I want a dozen or so...


----------



## reed11b (Sep 22, 2012)

RackMaster said:


> I want a dozen or so...


Why?
Reed


----------



## Ranger Psych (Sep 22, 2012)

*wonders why we don't train grenadiers on high angle fire as per alternative firing methods in the f'ing FM's*


----------



## Etype (Sep 22, 2012)

These things have been in the works for awhile.  They had some of the initial entries at the SOF EXPO 3-4 years ago.  The big criticism is that all the entries were too big and heavy for the small payload they deliver, and most come in a backpack type system- one backpack=one bomb.  I guess they are trying to address those issues with this thing.

Hopefully they are using the new sub-munition type 40mm HE, not the POS HEDP.


----------



## RackMaster (Sep 22, 2012)

reed11b said:


> Why?
> Reed


 
Landscaping, pest control, shits and giggles.

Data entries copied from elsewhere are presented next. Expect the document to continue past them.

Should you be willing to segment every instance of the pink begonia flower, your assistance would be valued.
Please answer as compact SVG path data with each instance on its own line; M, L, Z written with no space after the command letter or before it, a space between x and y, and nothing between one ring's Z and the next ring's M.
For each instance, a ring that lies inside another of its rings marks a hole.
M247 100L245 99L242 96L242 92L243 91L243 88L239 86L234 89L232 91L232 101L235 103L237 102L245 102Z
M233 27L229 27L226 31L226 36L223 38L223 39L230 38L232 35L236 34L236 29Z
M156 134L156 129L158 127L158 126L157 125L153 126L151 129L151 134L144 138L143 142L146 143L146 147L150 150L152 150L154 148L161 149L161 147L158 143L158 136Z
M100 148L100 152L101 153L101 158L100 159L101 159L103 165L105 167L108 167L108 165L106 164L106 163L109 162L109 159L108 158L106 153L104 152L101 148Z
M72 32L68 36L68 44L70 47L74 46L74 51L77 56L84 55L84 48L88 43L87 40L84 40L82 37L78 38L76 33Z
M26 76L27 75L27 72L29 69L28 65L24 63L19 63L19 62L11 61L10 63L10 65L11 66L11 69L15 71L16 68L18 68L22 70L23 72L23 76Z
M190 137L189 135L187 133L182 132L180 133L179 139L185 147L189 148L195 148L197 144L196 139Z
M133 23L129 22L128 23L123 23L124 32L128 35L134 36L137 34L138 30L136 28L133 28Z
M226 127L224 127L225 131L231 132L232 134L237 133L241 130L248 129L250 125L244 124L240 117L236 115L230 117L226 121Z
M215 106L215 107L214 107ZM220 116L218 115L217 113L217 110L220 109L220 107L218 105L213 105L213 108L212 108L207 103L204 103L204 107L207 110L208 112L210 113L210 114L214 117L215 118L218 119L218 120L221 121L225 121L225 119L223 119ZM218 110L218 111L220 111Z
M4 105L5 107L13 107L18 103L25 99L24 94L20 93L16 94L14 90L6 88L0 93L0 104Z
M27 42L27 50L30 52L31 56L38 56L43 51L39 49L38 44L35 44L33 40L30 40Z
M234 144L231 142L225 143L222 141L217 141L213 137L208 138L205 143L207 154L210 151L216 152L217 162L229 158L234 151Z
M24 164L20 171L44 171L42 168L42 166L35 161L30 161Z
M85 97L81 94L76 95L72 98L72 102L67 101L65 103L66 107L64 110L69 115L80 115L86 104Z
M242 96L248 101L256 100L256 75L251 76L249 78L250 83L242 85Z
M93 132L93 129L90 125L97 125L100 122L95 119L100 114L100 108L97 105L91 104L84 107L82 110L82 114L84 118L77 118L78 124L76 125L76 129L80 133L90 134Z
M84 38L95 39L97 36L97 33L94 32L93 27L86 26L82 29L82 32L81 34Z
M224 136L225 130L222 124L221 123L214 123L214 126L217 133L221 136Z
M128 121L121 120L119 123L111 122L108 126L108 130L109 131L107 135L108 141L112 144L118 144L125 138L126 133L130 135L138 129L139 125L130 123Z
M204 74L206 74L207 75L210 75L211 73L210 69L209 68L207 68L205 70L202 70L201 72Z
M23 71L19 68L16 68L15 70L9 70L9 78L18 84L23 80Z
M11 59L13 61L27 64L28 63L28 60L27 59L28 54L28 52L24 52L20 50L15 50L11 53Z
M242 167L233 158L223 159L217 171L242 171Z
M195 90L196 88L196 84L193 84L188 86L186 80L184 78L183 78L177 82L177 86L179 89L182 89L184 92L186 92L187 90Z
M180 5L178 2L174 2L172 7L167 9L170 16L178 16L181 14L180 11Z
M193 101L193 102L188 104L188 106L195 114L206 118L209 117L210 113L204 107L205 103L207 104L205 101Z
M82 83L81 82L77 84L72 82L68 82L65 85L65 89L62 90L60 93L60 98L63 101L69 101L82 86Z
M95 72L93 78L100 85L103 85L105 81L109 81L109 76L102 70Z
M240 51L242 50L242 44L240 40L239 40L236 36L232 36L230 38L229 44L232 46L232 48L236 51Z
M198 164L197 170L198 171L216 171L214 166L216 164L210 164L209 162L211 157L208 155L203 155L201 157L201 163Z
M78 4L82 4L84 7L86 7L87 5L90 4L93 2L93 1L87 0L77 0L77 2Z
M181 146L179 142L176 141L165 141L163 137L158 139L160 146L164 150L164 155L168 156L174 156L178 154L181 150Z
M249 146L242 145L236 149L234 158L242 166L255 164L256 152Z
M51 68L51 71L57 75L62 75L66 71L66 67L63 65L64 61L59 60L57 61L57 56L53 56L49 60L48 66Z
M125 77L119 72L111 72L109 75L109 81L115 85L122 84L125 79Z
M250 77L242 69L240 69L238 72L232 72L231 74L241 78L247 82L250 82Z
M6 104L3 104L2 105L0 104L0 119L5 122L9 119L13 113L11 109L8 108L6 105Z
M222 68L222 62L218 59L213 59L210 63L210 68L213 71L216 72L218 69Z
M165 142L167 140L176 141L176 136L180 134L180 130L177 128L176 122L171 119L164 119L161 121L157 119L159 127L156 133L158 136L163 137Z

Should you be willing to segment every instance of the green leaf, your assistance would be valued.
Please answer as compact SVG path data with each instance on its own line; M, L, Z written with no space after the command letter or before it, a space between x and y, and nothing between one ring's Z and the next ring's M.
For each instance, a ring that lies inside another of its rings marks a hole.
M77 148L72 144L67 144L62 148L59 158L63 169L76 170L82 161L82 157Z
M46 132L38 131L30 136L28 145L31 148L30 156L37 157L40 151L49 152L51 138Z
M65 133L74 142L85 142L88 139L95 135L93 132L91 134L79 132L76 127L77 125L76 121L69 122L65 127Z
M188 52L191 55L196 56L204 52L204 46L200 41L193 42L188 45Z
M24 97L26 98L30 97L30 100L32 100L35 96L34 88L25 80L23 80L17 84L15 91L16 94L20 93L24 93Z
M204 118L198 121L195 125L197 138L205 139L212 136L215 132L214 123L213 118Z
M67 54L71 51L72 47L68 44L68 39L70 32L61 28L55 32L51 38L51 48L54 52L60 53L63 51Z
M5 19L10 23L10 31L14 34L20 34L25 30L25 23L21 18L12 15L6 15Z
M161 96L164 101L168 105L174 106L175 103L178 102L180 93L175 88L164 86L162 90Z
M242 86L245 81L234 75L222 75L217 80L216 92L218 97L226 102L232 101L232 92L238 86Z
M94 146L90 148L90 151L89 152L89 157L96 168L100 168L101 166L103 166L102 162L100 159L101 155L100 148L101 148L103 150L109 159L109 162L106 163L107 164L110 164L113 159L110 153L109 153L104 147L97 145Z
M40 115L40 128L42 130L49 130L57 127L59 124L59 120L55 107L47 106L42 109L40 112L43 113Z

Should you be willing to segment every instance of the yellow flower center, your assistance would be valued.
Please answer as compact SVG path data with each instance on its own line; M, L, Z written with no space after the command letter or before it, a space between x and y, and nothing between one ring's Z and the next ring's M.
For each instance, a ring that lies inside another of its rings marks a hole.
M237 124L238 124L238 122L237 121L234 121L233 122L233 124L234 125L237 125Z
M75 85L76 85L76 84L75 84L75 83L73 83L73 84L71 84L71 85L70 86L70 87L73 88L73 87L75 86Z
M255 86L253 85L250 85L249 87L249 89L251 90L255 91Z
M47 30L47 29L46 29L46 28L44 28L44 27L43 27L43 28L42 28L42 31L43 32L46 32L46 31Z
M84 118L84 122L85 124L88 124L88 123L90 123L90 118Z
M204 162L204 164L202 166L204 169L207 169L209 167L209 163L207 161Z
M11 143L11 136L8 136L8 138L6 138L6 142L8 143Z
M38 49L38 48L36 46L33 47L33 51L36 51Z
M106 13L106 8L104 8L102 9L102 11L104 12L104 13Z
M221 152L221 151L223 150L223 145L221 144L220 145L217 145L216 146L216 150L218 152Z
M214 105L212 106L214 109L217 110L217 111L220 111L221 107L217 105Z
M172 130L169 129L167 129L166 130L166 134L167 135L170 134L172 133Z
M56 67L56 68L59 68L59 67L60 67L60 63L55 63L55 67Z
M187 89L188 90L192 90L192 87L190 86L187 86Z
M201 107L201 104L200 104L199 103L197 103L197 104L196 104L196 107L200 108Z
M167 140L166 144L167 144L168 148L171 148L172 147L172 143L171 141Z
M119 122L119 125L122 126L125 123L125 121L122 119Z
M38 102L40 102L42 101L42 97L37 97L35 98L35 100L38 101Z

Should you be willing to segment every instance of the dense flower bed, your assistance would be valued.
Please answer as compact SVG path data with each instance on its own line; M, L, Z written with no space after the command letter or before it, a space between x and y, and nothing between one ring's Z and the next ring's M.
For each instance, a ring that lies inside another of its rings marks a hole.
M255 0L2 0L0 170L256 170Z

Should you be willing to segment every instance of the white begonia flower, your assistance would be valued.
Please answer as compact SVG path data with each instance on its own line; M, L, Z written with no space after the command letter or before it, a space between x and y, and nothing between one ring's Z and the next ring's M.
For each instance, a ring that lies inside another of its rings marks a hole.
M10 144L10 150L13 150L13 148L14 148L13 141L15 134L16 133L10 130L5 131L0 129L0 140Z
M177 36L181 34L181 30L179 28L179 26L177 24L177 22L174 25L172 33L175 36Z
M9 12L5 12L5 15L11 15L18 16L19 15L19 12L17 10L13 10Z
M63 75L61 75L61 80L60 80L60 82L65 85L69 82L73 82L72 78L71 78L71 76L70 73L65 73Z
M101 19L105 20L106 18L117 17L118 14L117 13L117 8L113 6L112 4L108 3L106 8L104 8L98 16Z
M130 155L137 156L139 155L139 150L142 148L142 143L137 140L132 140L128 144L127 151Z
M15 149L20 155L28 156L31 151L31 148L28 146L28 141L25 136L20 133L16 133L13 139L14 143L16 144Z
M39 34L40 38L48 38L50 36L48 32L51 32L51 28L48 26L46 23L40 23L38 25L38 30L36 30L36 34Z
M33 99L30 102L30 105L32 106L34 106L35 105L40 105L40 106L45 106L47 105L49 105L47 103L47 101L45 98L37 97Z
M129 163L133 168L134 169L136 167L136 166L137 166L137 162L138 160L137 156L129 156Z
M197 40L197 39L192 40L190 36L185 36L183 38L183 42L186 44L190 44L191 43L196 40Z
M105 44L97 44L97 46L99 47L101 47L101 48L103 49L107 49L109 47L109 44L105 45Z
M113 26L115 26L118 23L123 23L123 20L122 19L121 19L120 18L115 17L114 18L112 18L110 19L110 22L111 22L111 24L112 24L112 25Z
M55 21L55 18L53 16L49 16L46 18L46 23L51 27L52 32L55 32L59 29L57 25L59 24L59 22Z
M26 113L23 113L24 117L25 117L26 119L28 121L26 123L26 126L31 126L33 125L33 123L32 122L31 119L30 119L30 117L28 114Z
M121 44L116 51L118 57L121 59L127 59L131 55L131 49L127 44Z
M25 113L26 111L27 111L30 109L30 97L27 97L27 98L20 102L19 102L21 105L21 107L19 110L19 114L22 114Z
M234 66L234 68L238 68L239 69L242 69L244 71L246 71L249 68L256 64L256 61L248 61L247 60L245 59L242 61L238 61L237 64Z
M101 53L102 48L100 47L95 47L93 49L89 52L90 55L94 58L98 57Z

Good enough? ;)


----------



## x SF med (Sep 22, 2012)

RackMaster said:


> Landscaping, pest control, shits and giggles. Good enough? ;)


 
Neighbors dogs, too, I suppose...  and out laws...


----------



## RackMaster (Sep 22, 2012)

x SF med said:


> Neighbors dogs, too, I suppose...  and out laws...

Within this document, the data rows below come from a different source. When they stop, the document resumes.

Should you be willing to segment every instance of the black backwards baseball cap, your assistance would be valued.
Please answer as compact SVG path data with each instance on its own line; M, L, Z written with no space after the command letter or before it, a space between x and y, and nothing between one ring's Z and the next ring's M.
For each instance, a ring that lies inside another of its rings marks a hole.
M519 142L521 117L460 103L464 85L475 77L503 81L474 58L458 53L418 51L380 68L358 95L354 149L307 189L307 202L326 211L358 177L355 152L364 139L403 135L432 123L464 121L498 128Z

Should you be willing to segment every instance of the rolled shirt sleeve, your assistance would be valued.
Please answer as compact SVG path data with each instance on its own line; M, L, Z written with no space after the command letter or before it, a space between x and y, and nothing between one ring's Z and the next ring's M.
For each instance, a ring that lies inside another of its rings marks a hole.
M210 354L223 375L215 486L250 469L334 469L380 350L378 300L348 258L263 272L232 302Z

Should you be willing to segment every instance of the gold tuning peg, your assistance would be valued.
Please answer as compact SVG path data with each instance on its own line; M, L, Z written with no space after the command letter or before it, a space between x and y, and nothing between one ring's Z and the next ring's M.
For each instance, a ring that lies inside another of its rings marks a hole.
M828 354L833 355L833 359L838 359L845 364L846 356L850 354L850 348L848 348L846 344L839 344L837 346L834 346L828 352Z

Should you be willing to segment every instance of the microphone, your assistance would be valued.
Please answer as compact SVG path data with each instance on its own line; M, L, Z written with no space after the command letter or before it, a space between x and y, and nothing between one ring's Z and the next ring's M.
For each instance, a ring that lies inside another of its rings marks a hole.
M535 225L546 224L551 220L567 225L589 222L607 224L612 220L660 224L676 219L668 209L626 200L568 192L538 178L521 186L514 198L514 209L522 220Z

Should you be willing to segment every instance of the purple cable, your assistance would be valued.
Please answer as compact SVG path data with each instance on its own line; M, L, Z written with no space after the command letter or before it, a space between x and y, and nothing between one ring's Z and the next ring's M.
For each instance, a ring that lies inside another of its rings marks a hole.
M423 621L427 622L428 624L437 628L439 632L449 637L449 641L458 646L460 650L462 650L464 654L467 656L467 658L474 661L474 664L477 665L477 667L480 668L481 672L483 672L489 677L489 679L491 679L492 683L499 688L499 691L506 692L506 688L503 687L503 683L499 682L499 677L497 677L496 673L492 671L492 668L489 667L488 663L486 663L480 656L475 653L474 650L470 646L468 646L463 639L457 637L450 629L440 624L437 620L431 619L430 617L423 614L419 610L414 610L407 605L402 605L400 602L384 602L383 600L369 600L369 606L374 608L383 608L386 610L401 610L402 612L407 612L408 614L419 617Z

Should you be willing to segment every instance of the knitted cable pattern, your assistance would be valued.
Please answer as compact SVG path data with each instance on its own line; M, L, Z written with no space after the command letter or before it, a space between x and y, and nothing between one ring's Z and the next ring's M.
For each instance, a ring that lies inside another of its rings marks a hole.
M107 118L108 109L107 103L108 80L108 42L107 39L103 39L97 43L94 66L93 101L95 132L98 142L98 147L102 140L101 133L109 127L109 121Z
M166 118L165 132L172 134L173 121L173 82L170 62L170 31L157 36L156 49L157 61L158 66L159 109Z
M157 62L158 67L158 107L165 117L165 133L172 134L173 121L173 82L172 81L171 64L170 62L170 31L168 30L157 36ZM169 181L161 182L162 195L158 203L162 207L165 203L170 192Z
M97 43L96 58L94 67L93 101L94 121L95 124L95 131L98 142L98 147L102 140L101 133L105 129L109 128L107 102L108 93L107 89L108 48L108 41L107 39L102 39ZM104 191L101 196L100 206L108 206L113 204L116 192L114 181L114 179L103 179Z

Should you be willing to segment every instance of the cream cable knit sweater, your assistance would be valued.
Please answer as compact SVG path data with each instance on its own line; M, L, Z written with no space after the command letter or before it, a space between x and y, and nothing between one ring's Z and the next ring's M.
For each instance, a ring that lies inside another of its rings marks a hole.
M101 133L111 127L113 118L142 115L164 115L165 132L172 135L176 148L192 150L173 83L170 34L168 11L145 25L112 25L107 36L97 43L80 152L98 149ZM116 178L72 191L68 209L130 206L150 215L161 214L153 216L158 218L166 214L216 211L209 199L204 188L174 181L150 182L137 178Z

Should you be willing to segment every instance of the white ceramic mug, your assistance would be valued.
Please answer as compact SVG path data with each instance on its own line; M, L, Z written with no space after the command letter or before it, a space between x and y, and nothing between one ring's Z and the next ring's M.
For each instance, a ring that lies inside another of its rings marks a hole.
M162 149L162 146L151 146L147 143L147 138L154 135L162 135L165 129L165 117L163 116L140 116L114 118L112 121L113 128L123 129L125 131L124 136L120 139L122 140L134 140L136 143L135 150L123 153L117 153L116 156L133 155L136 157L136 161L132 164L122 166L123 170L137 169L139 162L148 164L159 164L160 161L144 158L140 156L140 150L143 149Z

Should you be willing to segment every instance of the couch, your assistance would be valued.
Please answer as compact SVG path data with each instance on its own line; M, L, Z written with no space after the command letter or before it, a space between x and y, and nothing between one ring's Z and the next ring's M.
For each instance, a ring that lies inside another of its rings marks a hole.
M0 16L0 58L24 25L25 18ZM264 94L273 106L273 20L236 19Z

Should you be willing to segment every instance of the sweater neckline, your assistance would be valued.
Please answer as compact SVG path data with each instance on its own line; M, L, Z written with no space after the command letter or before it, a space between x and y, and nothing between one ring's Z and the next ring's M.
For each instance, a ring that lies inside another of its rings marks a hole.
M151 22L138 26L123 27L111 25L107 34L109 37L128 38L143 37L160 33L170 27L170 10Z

They fall into "pest control".  ;)


----------



## reed11b (Sep 23, 2012)

RackMaster said:


> Landscaping, pest control, shits and giggles. Good enough? ;)


Yup, I was just hoping that you were not talking about using them down-range. 
Reed


----------



## Frank S. (Oct 20, 2012)

I like the Battledeer...


----------



## AWP (Oct 20, 2012)

At the rate things are going in Afghanistan we won't be able to use them to spray crops, much less actually kill people with one.


----------



## Rampart (Dec 4, 2012)

I would think that Switchblade is a better option.....


----------